О Безымянные, как прекрасна эта девушка!

Чтобы скрыть смятение, Шенги припал к кувшину и наполовину осушил его.

– Что, Нургидан ушел спать в коптильню?

– Да, учитель.

– Хорошо. Как стемнеет, возьму веревку и схожу туда. Сегодня полнолуние, надо связать беднягу. А пока прилягу ненадолго, устал.

* * *

– Мы – Дети Моря, но мы знаем его не только добрым. Нам ведомы и опасности, что в нем таятся. Теперь мы познали еще одну. Что ж, тем мудрее и сильнее станем мы, если сумеем превозмочь эту беду.

Голос Шепчущего расплывался по огромной пещере – пожалуй, побольше знаменитого грота дори-а-дау. Веками Дети Моря сходились на моления в этом природном подземном храме, но во времена гонений пещера опустела – слишком известное место, слишком удобное для налетов стражи.
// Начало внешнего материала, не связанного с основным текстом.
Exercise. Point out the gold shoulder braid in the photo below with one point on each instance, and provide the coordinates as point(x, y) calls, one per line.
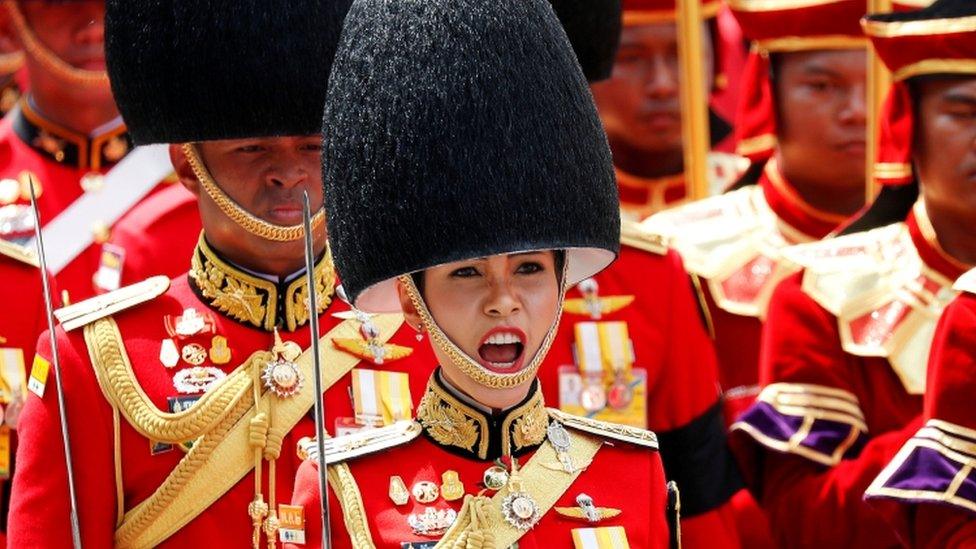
point(450, 422)
point(254, 300)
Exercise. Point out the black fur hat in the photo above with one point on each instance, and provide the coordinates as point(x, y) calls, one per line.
point(593, 27)
point(457, 129)
point(200, 70)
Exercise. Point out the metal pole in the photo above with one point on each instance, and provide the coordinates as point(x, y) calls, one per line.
point(56, 363)
point(313, 323)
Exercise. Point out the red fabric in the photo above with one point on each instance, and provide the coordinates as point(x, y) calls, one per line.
point(671, 343)
point(756, 116)
point(39, 510)
point(60, 187)
point(618, 472)
point(897, 135)
point(158, 235)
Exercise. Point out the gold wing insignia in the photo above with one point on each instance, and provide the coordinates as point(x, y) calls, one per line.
point(577, 513)
point(372, 351)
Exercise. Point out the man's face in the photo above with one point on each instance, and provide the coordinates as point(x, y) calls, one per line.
point(639, 104)
point(820, 97)
point(266, 177)
point(945, 143)
point(74, 31)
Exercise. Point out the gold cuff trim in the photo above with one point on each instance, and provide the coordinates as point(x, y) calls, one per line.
point(936, 66)
point(807, 43)
point(927, 27)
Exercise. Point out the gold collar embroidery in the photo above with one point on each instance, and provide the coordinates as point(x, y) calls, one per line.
point(479, 434)
point(253, 300)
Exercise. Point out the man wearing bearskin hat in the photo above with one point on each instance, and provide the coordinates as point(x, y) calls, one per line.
point(482, 122)
point(846, 339)
point(185, 398)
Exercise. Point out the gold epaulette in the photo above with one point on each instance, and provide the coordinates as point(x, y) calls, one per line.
point(631, 234)
point(841, 270)
point(18, 252)
point(101, 306)
point(360, 443)
point(966, 282)
point(605, 429)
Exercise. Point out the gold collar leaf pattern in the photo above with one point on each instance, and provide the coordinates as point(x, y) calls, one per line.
point(451, 422)
point(253, 300)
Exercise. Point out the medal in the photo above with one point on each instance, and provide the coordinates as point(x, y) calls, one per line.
point(198, 379)
point(432, 522)
point(593, 397)
point(219, 353)
point(398, 491)
point(194, 354)
point(168, 355)
point(451, 487)
point(425, 492)
point(282, 376)
point(495, 477)
point(518, 507)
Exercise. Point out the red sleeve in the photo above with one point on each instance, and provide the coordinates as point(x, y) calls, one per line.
point(810, 503)
point(39, 509)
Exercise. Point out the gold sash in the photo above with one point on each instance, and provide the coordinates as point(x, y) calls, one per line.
point(540, 480)
point(222, 455)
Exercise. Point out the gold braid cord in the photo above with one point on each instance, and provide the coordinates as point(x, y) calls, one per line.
point(246, 220)
point(468, 365)
point(118, 383)
point(46, 57)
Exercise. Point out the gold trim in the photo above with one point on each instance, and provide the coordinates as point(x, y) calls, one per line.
point(935, 66)
point(924, 27)
point(451, 422)
point(254, 300)
point(544, 485)
point(33, 45)
point(236, 213)
point(777, 5)
point(753, 145)
point(632, 18)
point(223, 455)
point(807, 43)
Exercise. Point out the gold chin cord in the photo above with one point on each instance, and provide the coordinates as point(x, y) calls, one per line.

Но в эту грозную ночь пещера вновь была полна молящимися. Еще как была полна! Жрец Безликих умер бы от черной зависти при виде такой толпы – люди стояли плотно, плечом к плечу. И у всех – у мужчин, женщин, детей – на лицах был один и тот же узор, означавший «спаси свой остров».

Эти черно-синие завитушки украшали и физиономию Айрунги, который вместе со всеми слушал сочащийся из незримых трещин голос Шепчущего.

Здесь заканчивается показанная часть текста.